Bagi mereka, intelektual menjadi penting karena dipandang sebagai sumber kebijaksanaan. Intelektual ialah orang dianggap mampu menyampaikan patokan moral kepada masyarakat. Intelektual dianggap memiliki pengetahuan yang mampu merubah nasib manusia. Intelektual adalah orang yang berbicara tentang kebenaran. Dalam garis pemikiran seperti itu, maju-mundurnya kehidupan sebuah masayarakat ditentukan dari seberapa jauh para intelektualnya mampu menguliti permasalahan sekaligus menyampaikan kebenaran. Dalam bahasa sekarang, intelektual ibarat dirigen yang memimpin orkestra. Tanpa mengikuti dirigen, pemain orkes akan bermain musik sendiri-sendiri. Paduan suaranya akan kacau tak beraturan.
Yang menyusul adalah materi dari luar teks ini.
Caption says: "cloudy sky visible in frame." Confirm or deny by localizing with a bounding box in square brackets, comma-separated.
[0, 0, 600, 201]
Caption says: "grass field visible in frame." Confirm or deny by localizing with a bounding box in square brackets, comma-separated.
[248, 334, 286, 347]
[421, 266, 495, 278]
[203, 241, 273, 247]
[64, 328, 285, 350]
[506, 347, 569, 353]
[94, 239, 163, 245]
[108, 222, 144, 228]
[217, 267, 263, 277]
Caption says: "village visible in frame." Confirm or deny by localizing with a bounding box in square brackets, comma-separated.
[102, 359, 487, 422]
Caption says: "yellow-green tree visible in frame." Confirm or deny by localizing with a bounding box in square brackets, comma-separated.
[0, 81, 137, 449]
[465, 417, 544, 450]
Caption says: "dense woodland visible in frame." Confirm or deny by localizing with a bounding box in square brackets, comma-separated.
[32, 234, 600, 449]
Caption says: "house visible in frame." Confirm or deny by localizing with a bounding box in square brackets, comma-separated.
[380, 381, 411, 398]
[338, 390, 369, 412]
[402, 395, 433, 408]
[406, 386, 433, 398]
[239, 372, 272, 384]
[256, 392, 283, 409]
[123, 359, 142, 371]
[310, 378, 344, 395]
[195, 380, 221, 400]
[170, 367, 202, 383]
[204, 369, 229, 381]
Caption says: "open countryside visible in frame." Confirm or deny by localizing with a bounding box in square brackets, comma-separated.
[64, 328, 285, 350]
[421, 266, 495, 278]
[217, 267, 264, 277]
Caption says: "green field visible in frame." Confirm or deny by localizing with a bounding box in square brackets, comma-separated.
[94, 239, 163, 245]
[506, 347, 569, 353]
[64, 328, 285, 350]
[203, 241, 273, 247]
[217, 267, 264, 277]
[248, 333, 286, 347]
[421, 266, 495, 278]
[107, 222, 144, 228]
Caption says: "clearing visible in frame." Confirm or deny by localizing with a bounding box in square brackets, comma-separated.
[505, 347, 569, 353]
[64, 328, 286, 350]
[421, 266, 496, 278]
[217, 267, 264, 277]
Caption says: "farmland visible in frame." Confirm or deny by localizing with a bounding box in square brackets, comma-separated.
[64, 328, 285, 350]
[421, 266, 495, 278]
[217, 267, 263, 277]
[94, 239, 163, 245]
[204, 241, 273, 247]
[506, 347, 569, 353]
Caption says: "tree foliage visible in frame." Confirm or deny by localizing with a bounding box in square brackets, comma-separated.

Tak dapat dinikmati. Oleh karenanya, para pemain orkes memberikan legitimasi kepada seseorang untuk memimpin orkestra secara keseluruhan. Legitimasi itu diberikan karena para pemain orkes merasa ada seseorang yang dianggap memiliki kemampuan yang benar dalam mengomposisi musik. Demikian juga dalam masyarakat. Masyarakat memberikan legitimasi pada sekelompok orang yang dianggap mengetahui dan mampu menyampaikan kebijaksanaan-kebijaksaan untuk menghadapi persoalan kehidupan.



Kemudian pertanyaan muncul, kapan tepatnya kaum intelektual muncul sebagai kelompok tersendiri dan membedakan dirinya dengan yang kelompok lain dalam masyarakat? Menurut Chris Harman, seorang sejarawan Marxist, sebelum masyarakat menemukan cara bercocok tanam, kaum intelektual belum muncul sebagai kelompok tersendiri. Manusia yang unggul dalam hal pengetahuan sama sekali belum ada. Pengetahuan dimiliki secara merata pada manusia. Semua memiliki pengetahuan tentang berburu dan semua memiliki pengetahuan tentang meramu makanan. Namun hal ini berubah ketika manusia menemukan teknik bercocok tanam yang terjadi sekitar 5000 tahun yang lalu. Pada era bercocok tanam, manusia mulai mengenal surplus –jumlah makanan melebihi kebutuhan manusia– sehingga manusia dituntut untuk mengembangkan teknik menyimpan makanan. Gudang penyimpanan makanan ini kemudian dinamakan granaries. Gudang makanan ini merupakan simbol penting dalam kehidupan manusia. Gudang makanan dianggap sebagai tempat bertuah yang menyimpan kunci kehidupan manusia. Jika gudang makanan tersebut rusak, maka seluruh kehidupan manusia pun akan terancam. Oleh karena itu, dibutuhkan kelompok masyarakat yang tugasnya menjaga gudang makanan tersebut. Penjaga ini juga ditugasi untuk menghitung makanan dalam arti memprediksi sudah cukupkah jumlah makanan di gudang bagi kebutuhan masyarakat. Dengan kata lain, persis di sinilah muncul sebuah kelompok masyarakat yang “dikhususkan” bekerja tidak dengan menggunakan tenaga fisik, melainkan menggunakan kewaspadaan dan kemampuan penalaran. Para penjaga ini menghitung keluar masuk makanan di gudang. Ia juga mulai bisa menandai stok gudang dengan mengasosiasikannya dengan astronomi. Para penjaga gudang makanan atau granaries mulai mengetahui tentang adanya musim panen, musim paceklik melalui pengamatan: bahwa ada masa-masa tertentu (sambil mengamati gerak astronomi) yang berpola saat gudang sedikit makanan atau gudang tersedia banyak makanan. dari mereka inilah kegiatan tulis-menulis mendapatkan momentumnya. Sebab, para penjaga ini mencatat stok gudang dengan cara menandai melalui simbol-simbol tertentu.[1]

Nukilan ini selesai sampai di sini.